A leading Turkish newspaper opposed to President Recep Tayyip Erdogan and seized by authorities warned of the "darkest days" in the history of the press yesterday in a defiant edition as police used rubber bullets to disperse a new protest.
The late-night swoop against the Zaman newspaper raised fresh concerns over declining media freedoms in Turkey, a key EU ally ahead of a visit by Prime Minister Ahmet Davutoglu to Brussels Monday for a crucial summit meeting with EU leaders.
Zaman, closely linked to Erdogan's arch-foe, the US-based preacher Fethullah Gulen, was on Friday placed under the control of a board of trustees after a court order which critics said was another attempt to silence opposition media.
"The Constitution is suspended," the newspaper, which managed to print its latest issue despite the takeover, said on its front page in large font on a black background.
"Yesterday (Friday) marked one of the darkest days in the history of Turkish press," it said.
Turkish riot police yesterday fired rubber bullets and tear gas to disperse a new protest by the newspaper's supporters outside its Istanbul headquarters.
"Free press cannot be silenced," a group of demonstrators shouted.
Police used large amounts of tear gas, water cannon and rubber bullets to disperse around 500 people, an AFP photographer at the scene reported.
Zaman, with an estimated circulation of 650,000, went to print earlier than usual on Friday evening before the police raid and the number of its pages was reduced to 16 from 24, one of its journalists said.
Sevgi Akarcesme, the editor-in-chief of the paper's English language edition Today's Zaman, said on Twitter yesterday that the newspaper office had had all Internet connections cut.
"We are not able to work anymore," she wrote.
During Friday's raid, police first cleared protesters with tear gas and water cannon, then used bolt-cutters to open the gates before dozens of officers marched in to take over the building and formally place it under administration, media images showed.
Once the building was cleared, court-appointed administrators were bussed inside the complex to begin their work, local media reported.
The new administrators yesterday fired Zaman's editor-in-chief Abdulhamit Bilici, press reports said.
On an official visit to Iran, Prime Minister Ahmet Davutoglu denied any government interference in the seizure of the newspaper.
"They are certainly not political but legal processes," he said in remarks carried by Turkish television.
"Turkey is a state governed by rule of law... It is out of the question for neither by me nor any of my colleague to interfere in this process," he said.
But he cautioned: "We should not shut our eyes to ... a parallel structure within the state using the press and other tools" to promote its agenda.

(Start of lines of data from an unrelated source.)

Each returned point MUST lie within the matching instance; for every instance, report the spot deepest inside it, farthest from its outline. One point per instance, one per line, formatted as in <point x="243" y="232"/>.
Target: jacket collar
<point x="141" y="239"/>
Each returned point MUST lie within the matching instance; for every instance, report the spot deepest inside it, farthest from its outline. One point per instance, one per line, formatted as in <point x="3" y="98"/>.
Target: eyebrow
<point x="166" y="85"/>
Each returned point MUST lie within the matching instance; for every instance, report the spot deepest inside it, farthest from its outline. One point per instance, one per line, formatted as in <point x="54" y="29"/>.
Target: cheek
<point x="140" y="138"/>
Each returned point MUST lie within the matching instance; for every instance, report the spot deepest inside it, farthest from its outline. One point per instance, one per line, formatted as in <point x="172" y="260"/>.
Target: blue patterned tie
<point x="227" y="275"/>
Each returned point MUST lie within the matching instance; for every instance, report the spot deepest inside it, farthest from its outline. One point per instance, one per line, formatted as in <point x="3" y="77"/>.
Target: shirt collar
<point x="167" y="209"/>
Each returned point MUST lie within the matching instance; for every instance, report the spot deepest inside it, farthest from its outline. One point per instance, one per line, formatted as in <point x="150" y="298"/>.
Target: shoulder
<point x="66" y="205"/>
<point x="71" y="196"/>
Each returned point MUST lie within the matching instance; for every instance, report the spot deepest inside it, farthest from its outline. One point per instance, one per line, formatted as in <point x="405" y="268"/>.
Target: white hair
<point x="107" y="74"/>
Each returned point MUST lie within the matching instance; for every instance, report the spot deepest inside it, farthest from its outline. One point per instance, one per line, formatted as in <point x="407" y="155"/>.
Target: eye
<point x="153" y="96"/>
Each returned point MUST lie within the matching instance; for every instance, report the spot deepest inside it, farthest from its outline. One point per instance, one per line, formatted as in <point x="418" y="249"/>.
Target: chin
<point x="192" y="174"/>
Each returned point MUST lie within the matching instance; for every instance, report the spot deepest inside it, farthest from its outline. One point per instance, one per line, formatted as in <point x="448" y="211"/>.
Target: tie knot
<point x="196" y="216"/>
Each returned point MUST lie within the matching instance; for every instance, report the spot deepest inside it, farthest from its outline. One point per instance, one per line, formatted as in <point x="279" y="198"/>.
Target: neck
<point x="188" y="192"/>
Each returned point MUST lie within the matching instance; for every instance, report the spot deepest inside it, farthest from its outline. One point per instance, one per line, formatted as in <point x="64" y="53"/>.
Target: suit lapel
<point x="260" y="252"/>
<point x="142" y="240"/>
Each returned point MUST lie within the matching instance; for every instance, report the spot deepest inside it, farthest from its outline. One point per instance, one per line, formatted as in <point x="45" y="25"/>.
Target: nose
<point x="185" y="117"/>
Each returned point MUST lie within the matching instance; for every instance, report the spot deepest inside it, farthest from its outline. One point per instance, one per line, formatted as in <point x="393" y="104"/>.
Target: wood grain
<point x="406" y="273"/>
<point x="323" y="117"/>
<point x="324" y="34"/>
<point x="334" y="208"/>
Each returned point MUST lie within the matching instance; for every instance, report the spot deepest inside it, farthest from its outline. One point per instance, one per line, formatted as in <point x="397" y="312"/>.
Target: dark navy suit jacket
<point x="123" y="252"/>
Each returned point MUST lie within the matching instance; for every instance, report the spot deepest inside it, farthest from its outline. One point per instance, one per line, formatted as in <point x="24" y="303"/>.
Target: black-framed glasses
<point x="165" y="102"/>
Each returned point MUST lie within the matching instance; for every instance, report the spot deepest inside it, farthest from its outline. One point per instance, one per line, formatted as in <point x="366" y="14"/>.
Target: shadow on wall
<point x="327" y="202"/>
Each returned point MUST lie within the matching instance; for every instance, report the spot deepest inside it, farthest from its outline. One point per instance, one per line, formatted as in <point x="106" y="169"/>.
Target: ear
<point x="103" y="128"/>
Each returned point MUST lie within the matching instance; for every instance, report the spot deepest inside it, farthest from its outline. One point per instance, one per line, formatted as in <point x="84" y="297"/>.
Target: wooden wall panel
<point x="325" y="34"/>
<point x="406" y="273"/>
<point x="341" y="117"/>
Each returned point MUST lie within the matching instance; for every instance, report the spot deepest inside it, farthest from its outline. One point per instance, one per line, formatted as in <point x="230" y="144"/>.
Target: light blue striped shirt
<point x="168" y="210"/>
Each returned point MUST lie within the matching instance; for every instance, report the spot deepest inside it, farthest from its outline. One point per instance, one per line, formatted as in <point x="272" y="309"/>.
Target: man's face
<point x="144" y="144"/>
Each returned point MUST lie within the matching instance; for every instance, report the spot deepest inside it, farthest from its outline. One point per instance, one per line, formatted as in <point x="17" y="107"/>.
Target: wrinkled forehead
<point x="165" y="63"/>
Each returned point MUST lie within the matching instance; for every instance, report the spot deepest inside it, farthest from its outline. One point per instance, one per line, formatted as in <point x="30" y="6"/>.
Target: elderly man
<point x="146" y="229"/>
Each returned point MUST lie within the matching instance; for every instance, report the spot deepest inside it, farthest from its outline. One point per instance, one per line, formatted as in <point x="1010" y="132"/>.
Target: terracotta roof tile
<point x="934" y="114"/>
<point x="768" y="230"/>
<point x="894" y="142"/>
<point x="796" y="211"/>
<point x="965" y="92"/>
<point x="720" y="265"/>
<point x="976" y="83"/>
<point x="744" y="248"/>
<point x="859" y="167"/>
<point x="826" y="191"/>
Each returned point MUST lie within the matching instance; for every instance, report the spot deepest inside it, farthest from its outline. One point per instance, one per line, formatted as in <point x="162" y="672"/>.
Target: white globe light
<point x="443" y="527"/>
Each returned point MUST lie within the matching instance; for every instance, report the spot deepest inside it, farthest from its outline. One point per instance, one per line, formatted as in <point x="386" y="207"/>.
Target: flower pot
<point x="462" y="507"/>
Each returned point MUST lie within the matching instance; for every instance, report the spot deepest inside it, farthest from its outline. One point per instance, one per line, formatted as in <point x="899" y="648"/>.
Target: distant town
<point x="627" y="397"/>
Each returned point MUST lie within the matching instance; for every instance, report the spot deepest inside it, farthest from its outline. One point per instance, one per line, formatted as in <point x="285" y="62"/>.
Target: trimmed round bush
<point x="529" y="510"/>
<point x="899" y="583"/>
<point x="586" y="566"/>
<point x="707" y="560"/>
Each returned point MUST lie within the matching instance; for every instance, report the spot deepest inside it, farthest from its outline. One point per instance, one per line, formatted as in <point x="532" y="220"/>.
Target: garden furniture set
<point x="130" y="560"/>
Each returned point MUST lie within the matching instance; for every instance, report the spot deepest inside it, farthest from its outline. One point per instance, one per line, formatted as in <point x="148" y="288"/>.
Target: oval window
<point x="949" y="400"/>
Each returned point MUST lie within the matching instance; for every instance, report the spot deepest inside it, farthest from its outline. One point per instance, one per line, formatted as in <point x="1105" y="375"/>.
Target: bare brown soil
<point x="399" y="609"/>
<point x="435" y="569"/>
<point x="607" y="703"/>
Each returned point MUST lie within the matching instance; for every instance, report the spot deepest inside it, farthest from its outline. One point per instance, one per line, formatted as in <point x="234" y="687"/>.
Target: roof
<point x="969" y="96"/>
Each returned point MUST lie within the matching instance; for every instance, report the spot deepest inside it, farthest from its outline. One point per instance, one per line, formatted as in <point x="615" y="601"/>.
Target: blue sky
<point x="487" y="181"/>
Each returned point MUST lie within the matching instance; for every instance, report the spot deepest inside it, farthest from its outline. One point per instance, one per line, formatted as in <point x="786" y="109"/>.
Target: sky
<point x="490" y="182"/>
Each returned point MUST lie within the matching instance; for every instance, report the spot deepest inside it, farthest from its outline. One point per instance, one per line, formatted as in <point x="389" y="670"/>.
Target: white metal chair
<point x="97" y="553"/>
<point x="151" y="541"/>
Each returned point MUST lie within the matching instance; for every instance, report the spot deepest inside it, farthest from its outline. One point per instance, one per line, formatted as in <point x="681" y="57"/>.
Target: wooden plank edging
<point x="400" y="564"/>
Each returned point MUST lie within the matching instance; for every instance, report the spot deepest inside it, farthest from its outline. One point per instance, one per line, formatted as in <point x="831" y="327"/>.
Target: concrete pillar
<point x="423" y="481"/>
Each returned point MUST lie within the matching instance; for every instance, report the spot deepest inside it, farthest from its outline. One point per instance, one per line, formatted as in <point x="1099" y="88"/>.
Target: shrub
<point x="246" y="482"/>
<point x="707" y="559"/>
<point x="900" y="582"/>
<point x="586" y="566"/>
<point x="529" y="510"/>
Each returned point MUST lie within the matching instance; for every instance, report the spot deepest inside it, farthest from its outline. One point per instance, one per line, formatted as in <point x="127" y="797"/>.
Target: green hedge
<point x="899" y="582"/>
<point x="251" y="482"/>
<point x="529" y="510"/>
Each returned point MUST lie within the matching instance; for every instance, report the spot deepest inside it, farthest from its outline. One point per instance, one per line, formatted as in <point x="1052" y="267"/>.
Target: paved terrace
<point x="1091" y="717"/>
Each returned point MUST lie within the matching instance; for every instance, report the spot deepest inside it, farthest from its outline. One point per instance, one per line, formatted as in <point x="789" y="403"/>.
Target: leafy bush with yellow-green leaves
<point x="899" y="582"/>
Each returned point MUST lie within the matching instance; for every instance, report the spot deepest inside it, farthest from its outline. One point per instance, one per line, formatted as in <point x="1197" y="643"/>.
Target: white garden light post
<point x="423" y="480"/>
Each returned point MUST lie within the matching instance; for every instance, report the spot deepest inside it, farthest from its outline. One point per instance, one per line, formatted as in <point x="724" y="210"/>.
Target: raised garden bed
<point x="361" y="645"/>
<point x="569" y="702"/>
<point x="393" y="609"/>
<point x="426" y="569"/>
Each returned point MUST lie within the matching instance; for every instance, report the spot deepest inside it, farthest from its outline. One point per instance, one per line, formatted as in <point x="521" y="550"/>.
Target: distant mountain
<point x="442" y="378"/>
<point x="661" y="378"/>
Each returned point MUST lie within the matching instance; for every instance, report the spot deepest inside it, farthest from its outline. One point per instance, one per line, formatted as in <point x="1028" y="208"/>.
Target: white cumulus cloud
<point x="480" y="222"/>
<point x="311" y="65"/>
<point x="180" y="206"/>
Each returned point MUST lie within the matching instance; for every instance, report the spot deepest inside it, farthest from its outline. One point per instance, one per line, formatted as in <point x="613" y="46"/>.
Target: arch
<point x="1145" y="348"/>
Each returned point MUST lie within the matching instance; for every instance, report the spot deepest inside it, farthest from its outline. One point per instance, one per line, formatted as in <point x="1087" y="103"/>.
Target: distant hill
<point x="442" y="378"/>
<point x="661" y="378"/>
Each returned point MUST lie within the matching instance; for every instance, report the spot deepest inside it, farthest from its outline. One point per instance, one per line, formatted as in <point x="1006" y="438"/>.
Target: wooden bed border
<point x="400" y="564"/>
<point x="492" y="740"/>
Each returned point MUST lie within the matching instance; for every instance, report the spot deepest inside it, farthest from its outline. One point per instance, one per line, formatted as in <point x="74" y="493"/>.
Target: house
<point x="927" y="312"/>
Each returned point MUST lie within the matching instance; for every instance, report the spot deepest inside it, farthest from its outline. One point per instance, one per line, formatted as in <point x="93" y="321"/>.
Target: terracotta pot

The raid prompted a worried response from the European Union, which urged Ankara to respect media freedom.
"The EU has repeatedly stressed that Turkey, as (an EU) candidate country, needs to respect and promote high democratic standards and practices, including freedom of the media," the EU's diplomatic service said in a statement.
The Russian foreign ministry called for a probe by the international community including the Council of Europe into the crackdown.
Washington also urged Turkey to protect freedom of speech, saying the court order was "the latest in a series of troubling judicial and law enforcement actions taken by the Turkish government targeting media outlets and others critical of it."
Emma Sinclair-Webb, senior Turkey researcher for Human Rights Watch, called the court order "a veiled move by the president to eradicate opposition media and scrutiny of government policies."